No hubo sonido, pero sus dientes vibraron. No hubo destello, pero la retina le ardió como si hubiera mirado fijamente al sol. Luego… solo vacío. Un vacío que no era ausencia, sino hambre.


El caballero sostuvo la mirada hacia el abismo, como si así pudiera entender lo que sus ojos no mostraban. Pero el vacío no se puede comprender. Solo aceptar.



Al amanecer…


El frío seguía allí, pegado a la piel como una advertencia.


Él fue el primero en acercarse al borde. Sintió a la princesa caminar detrás, pero no volteó. Varios de los suyos se acercaron en silencio, como si temieran que cualquier palabra pudiera romper el velo de lo imposible.


Donde antes hubo una antigua prisión —convertida luego en un centro de trata de humanos— ya no quedaba nada.


Los túneles, excavados por generaciones, ahora estaban expuestos por lo que parecía un cráter. Se decía que descendían hasta tocar las venas de kromarita, el metal maldito. El cráter no tenía bordes ásperos, sino la tersura de una quemadura. La veta de kromarita en su interior latía como tejido necrótico alrededor de una llaga.

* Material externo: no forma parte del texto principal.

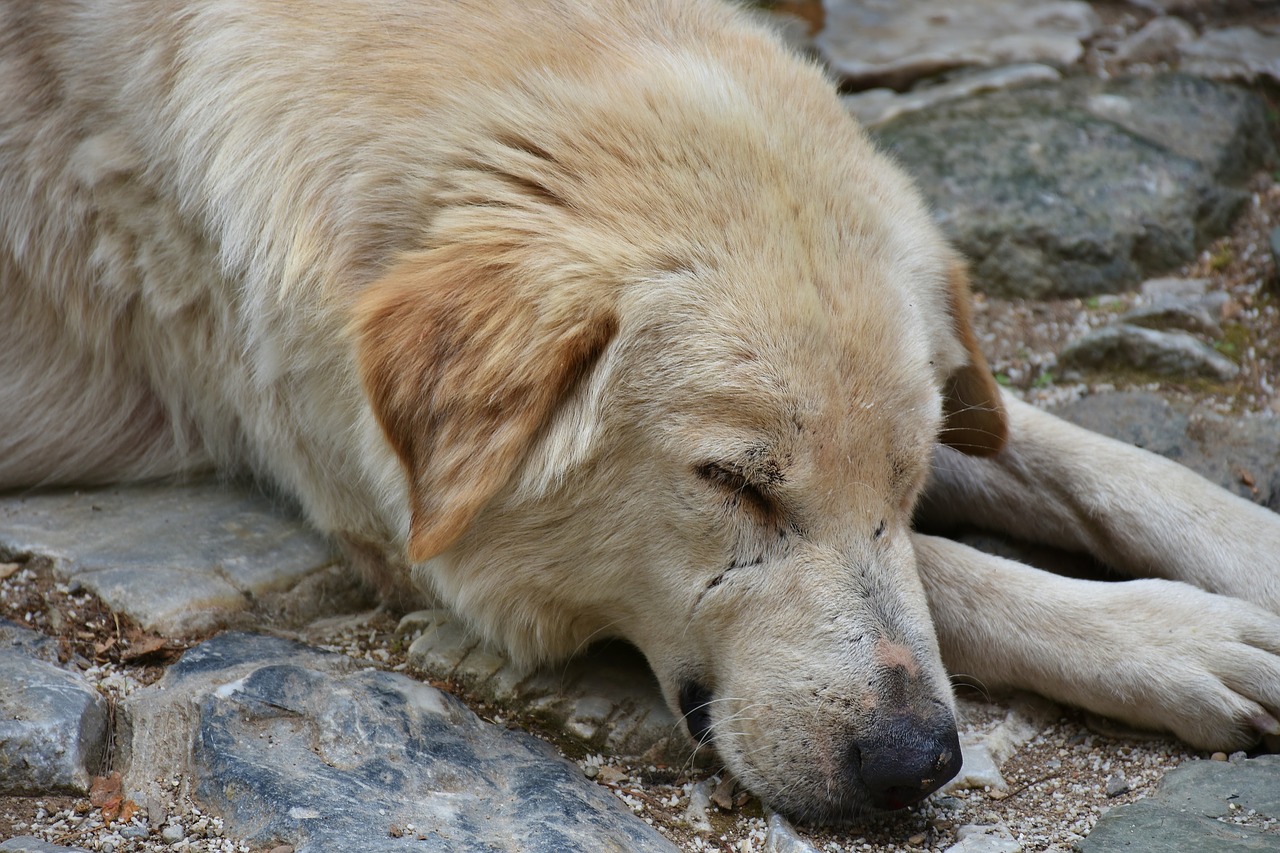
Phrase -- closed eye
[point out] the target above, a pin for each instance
(734, 483)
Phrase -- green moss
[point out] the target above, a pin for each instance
(1235, 341)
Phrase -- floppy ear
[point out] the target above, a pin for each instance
(974, 415)
(464, 364)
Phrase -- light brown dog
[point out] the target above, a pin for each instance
(592, 318)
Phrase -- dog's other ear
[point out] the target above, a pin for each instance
(464, 364)
(974, 416)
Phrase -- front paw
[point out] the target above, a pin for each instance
(1205, 667)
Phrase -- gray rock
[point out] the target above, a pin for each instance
(32, 844)
(876, 106)
(179, 559)
(1198, 315)
(1086, 187)
(895, 42)
(782, 838)
(1123, 347)
(1156, 41)
(1234, 53)
(1240, 454)
(1174, 288)
(1192, 810)
(292, 746)
(53, 725)
(607, 697)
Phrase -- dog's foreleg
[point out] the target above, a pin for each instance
(1155, 653)
(1141, 514)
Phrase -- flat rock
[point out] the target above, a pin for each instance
(1198, 314)
(1240, 454)
(1124, 347)
(1156, 41)
(606, 697)
(895, 42)
(782, 838)
(31, 844)
(1234, 53)
(876, 106)
(1200, 806)
(53, 724)
(293, 746)
(179, 559)
(1086, 187)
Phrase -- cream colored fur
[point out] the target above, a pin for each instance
(590, 318)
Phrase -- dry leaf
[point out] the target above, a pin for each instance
(145, 647)
(105, 789)
(723, 794)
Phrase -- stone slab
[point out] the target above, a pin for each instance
(1084, 187)
(1200, 806)
(1235, 53)
(293, 746)
(30, 844)
(1239, 454)
(895, 42)
(1170, 354)
(53, 724)
(179, 559)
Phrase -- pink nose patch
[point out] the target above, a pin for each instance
(894, 655)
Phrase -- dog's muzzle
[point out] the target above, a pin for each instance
(904, 760)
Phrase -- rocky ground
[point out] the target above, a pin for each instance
(1110, 169)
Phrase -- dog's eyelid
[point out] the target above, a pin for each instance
(730, 478)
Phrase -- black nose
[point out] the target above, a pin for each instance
(904, 760)
(695, 702)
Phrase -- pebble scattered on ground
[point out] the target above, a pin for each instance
(1048, 780)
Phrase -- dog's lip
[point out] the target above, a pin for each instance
(695, 699)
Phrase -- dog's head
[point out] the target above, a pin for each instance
(673, 370)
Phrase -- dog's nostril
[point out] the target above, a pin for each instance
(695, 702)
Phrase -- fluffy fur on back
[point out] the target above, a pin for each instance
(590, 318)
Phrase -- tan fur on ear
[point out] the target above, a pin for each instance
(976, 420)
(464, 365)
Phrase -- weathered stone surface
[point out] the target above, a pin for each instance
(876, 106)
(28, 844)
(1198, 315)
(894, 42)
(295, 746)
(1235, 53)
(1125, 347)
(179, 559)
(1192, 808)
(1239, 454)
(1084, 187)
(782, 838)
(607, 697)
(53, 725)
(1156, 41)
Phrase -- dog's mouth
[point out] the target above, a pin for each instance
(695, 706)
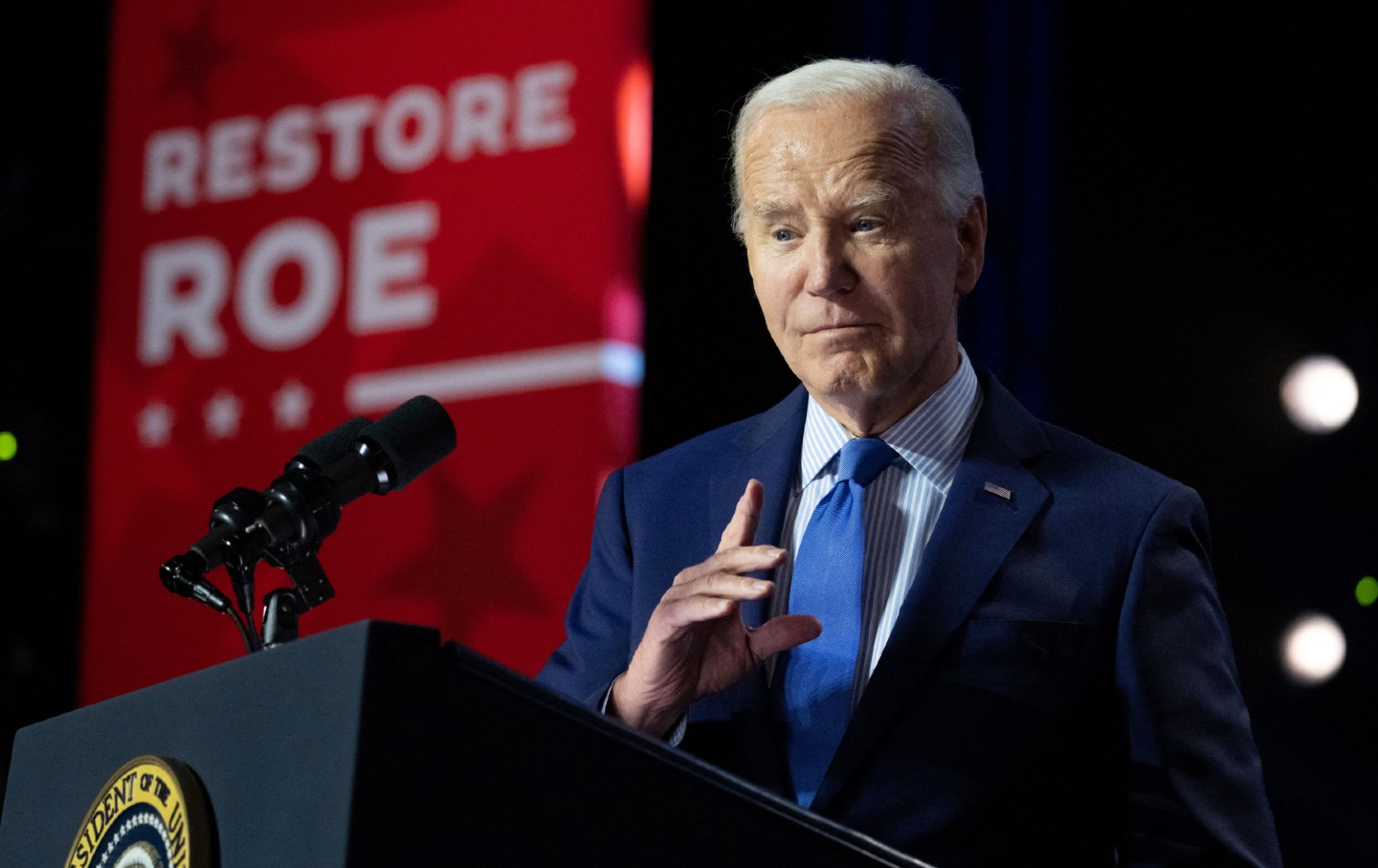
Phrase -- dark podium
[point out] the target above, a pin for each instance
(375, 745)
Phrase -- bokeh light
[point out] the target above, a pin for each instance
(1319, 394)
(1366, 591)
(1312, 649)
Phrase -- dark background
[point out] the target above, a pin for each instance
(1181, 204)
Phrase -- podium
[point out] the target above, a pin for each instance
(376, 745)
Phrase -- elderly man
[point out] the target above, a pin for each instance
(898, 597)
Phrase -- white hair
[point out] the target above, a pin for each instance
(937, 128)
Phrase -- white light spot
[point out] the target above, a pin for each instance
(1312, 649)
(1319, 394)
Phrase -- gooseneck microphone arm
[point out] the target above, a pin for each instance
(288, 521)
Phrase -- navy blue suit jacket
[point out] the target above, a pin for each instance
(1060, 688)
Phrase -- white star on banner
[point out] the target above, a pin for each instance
(156, 425)
(222, 415)
(291, 407)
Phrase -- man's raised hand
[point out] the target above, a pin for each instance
(696, 642)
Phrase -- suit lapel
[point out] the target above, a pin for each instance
(974, 533)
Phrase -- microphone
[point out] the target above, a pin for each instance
(287, 521)
(237, 510)
(385, 456)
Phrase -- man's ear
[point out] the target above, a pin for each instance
(970, 234)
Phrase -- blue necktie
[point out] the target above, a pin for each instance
(827, 582)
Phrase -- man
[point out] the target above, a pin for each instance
(1043, 673)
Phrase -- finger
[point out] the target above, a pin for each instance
(742, 560)
(696, 610)
(725, 586)
(783, 633)
(742, 529)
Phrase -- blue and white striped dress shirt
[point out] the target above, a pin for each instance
(901, 504)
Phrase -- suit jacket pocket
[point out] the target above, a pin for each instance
(1035, 666)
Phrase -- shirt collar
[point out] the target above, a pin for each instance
(930, 437)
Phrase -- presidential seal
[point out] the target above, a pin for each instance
(150, 814)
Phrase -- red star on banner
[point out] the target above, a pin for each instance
(196, 53)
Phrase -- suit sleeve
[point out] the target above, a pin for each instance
(1196, 791)
(597, 644)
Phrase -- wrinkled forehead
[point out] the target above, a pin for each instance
(841, 145)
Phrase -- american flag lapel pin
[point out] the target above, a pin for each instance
(999, 491)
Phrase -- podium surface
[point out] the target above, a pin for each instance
(375, 745)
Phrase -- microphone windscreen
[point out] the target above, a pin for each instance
(413, 437)
(331, 447)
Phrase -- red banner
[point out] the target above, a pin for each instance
(317, 211)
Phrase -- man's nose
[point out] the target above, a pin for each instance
(830, 266)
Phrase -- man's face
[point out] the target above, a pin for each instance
(856, 269)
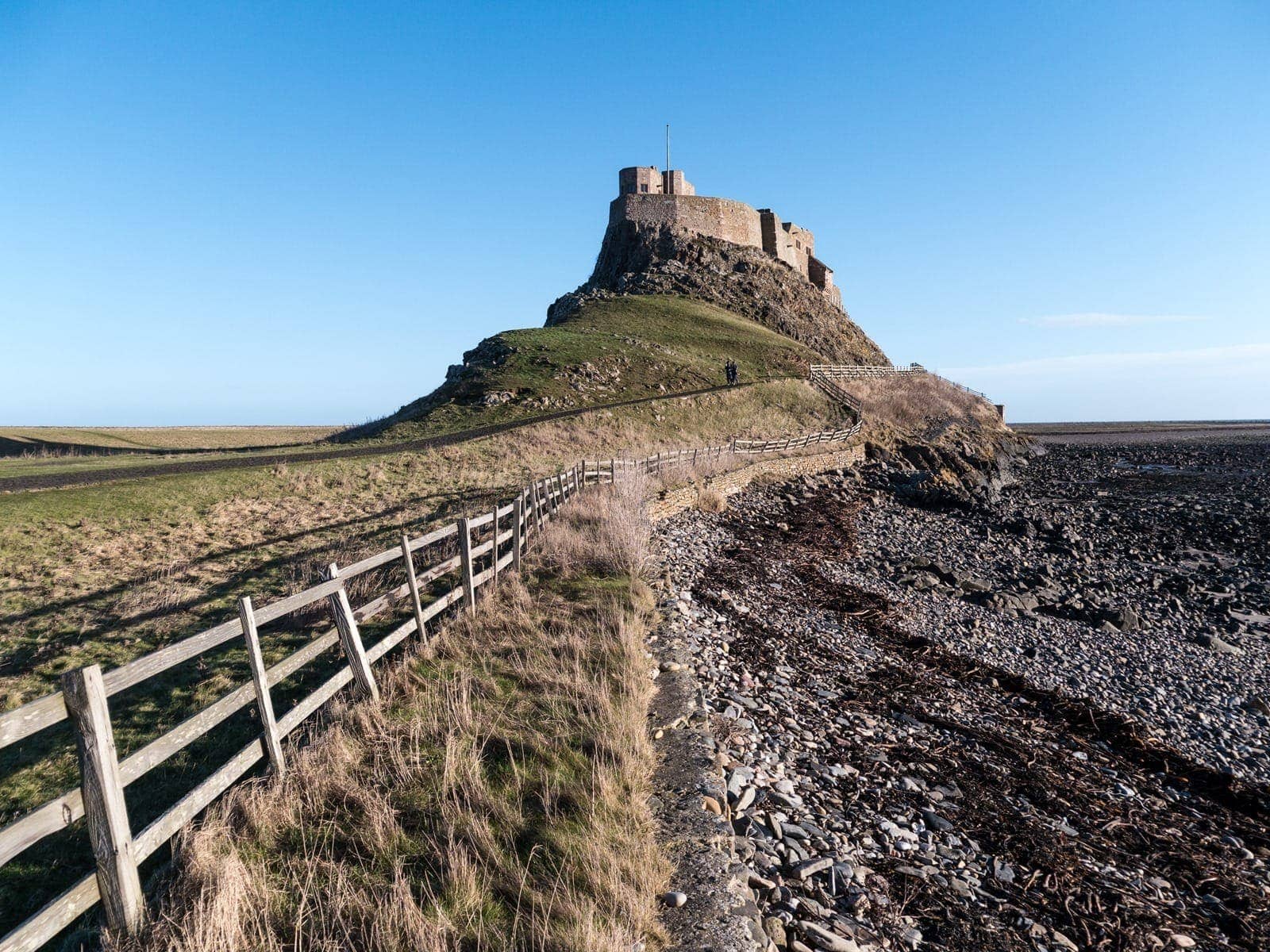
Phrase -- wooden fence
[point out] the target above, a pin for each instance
(456, 562)
(849, 371)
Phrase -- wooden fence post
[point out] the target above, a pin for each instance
(465, 559)
(518, 532)
(493, 559)
(260, 678)
(351, 638)
(105, 806)
(416, 603)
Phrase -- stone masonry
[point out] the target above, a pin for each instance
(648, 197)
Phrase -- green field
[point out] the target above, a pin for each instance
(148, 440)
(107, 573)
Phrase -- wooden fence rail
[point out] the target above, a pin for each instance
(487, 545)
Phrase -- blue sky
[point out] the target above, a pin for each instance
(271, 213)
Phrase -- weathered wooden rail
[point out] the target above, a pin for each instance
(457, 562)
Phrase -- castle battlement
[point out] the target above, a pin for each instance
(649, 197)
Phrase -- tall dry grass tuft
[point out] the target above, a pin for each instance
(493, 800)
(918, 404)
(710, 501)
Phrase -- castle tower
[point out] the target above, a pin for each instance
(651, 181)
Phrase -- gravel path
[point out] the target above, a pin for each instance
(924, 763)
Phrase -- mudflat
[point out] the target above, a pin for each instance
(1149, 432)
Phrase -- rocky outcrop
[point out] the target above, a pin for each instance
(667, 260)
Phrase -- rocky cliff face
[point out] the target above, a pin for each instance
(666, 260)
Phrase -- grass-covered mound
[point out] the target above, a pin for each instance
(626, 348)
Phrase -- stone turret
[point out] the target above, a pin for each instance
(651, 181)
(649, 197)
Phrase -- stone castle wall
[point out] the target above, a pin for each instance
(649, 198)
(715, 217)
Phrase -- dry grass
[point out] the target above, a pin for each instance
(711, 501)
(920, 405)
(495, 800)
(69, 556)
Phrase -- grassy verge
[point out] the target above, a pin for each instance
(108, 573)
(495, 800)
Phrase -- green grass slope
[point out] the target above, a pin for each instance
(626, 348)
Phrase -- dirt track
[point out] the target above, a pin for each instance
(249, 460)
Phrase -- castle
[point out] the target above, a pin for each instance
(648, 197)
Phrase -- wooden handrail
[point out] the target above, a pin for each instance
(474, 566)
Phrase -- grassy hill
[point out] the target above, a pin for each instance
(625, 348)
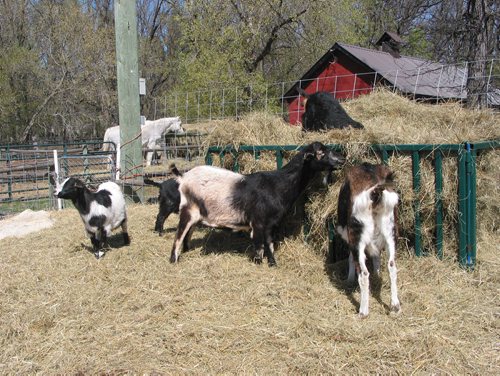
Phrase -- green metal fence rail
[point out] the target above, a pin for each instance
(25, 168)
(466, 154)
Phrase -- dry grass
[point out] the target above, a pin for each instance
(63, 312)
(217, 313)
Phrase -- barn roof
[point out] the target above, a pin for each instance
(410, 75)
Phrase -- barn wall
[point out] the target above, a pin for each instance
(344, 79)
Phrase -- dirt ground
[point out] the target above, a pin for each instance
(215, 312)
(24, 223)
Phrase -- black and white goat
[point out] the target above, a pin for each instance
(169, 200)
(367, 222)
(101, 211)
(256, 202)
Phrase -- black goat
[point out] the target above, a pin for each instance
(256, 202)
(323, 111)
(169, 199)
(101, 211)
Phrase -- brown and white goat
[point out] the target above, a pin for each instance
(367, 222)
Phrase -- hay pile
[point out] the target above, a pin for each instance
(388, 119)
(216, 312)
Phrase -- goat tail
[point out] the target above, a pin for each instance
(302, 92)
(175, 171)
(151, 182)
(357, 125)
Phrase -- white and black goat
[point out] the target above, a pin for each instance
(169, 200)
(101, 211)
(367, 222)
(255, 202)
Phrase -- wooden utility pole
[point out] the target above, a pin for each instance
(128, 98)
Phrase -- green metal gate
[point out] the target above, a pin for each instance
(465, 154)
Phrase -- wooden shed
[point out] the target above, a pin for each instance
(348, 71)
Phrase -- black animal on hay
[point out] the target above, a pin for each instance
(169, 200)
(323, 111)
(256, 202)
(101, 211)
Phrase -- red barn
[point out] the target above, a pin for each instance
(348, 71)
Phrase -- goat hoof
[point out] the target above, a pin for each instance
(395, 308)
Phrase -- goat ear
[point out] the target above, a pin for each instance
(308, 156)
(79, 184)
(320, 154)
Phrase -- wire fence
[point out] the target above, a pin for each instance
(26, 170)
(430, 81)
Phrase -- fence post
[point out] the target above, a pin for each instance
(439, 83)
(438, 182)
(282, 99)
(118, 161)
(56, 171)
(416, 83)
(470, 170)
(236, 101)
(210, 106)
(9, 167)
(223, 99)
(86, 164)
(279, 159)
(416, 201)
(462, 207)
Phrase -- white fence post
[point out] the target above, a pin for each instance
(117, 164)
(56, 171)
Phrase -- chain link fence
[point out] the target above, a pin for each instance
(441, 82)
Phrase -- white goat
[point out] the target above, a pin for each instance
(151, 134)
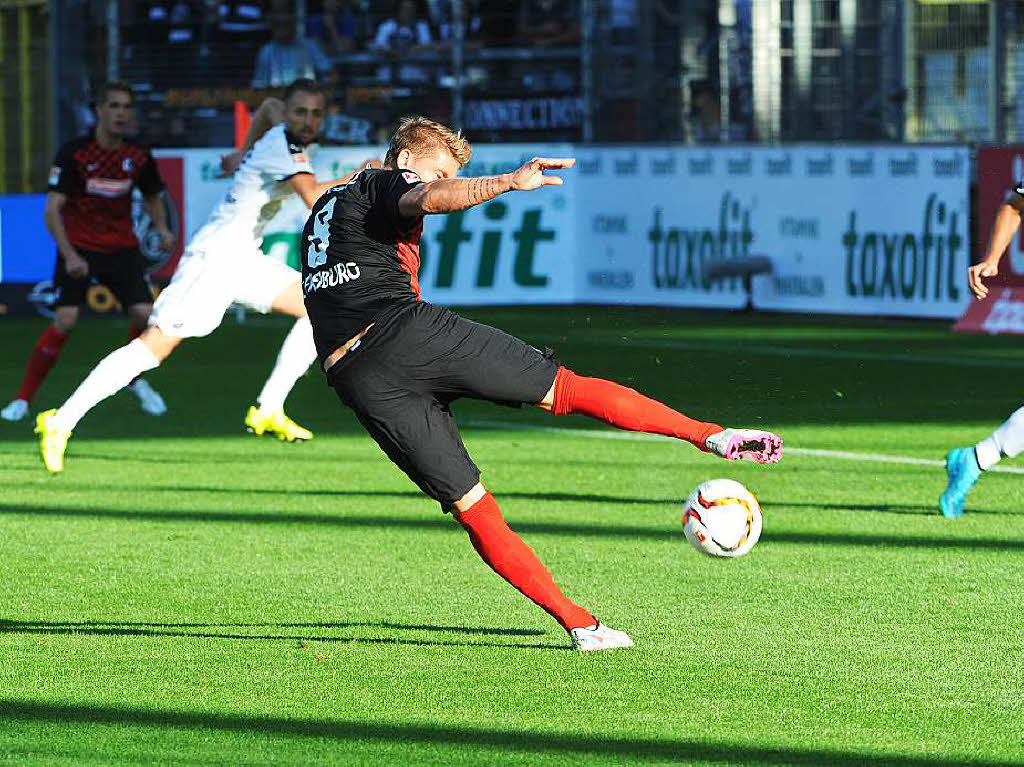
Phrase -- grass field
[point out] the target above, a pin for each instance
(187, 594)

Había dejado hombres ahí. Hombres que juraron lealtad a cambio de kromarita fundida en sus espadas. Ahora ni sus armas torcidas quedaban para contar la historia.


Ni siquiera las historias de la Segunda Fractura hablaban de algo así. Ni los cantos del Bardo del Norte, ese viejo loco que decía que las montañas una vez se tragaron ejércitos enteros en un resplandor azul, como si una estrella hubiera caído y luego se arrepintiera. Esto… era otra cosa.


Bandadas de cuervos sobrevolaban el cráter en círculos perfectos, graznando en un ritmo sincronizado que sonaba a cántico fúnebre.


—¿Qué ocurrió anoche? —preguntó ella, y al hablar, un hilillo de sangre le resbaló de la comisura del labio. Lo limpió con displicencia, como si fuera algo habitual.


Él tardó en responder. No porque dudara… sino porque las palabras no alcanzaban.


—Lo que sea que estaba ahí… ya no está.


Pero lo sentía todavía. No en el suelo. No en el aire. En sí mismo. Como si una parte de él también hubiese sido tragada.


Antes, el zumbido gutural de la kromarita ahogaba hasta los sueños. Ahora, el silencio permitía escuchar cosas peores: el crujido de los huesos al caminar, el gemido del viento atrapado en gargantas invisibles.


Y aunque la caravana respiró aliviada, él supo que no había nada que celebrar.